Mount Rushmore should honor American heroes, Borglum said, and chose the four presidents.
Exhibits at the Lincoln Borglum Visitor Center under the Grand View Terrace explain 90 percent of the carving was done with dynamite, the rest with jackhammer and by hand. From 1927 to 1941, about 400 men worked on the project – and not one died during the construction.
Workers climbed 700 stairs to punch a time clock. They sat in “bosun chairs” dangling by 3/8-inch steel cords hundreds of feet up and chipped away rock to reveal the famous faces. They earned $8 a day.
On a sunny July afternoon, throngs of tourists were respectful and quiet, patriotic and apolitical.
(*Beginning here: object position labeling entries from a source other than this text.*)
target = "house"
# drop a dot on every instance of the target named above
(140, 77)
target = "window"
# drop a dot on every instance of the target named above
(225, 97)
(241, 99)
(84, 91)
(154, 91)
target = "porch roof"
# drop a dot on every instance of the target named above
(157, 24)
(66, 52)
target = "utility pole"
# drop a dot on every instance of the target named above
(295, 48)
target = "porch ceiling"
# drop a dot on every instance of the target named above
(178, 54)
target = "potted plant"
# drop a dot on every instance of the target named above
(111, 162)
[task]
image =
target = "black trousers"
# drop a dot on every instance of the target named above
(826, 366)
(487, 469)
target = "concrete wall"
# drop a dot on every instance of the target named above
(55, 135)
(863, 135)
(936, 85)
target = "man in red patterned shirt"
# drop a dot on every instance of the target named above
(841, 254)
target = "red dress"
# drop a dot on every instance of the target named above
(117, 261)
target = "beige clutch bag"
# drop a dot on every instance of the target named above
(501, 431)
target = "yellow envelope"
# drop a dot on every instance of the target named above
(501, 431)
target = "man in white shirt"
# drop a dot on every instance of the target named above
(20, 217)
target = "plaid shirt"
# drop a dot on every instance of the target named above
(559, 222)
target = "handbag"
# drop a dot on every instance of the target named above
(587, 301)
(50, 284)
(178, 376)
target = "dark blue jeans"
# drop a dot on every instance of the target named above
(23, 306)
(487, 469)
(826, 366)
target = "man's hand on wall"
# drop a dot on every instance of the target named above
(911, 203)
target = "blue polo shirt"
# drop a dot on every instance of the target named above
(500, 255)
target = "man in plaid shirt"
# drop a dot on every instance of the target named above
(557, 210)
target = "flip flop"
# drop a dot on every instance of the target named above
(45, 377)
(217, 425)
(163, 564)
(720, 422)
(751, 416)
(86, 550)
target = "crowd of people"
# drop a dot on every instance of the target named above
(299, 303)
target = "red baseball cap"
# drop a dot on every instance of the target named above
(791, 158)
It was refreshing after the toxic atmosphere in the nation’s capital to see people of all ages and races, from all over the country and the world, snapping selfies and admiring the labor of many to honor our democracy’s heroes.
I know now why I wasn’t impressed with Mount Rushmore before. Photos can’t capture its spirit. This memorial you need to experience in person.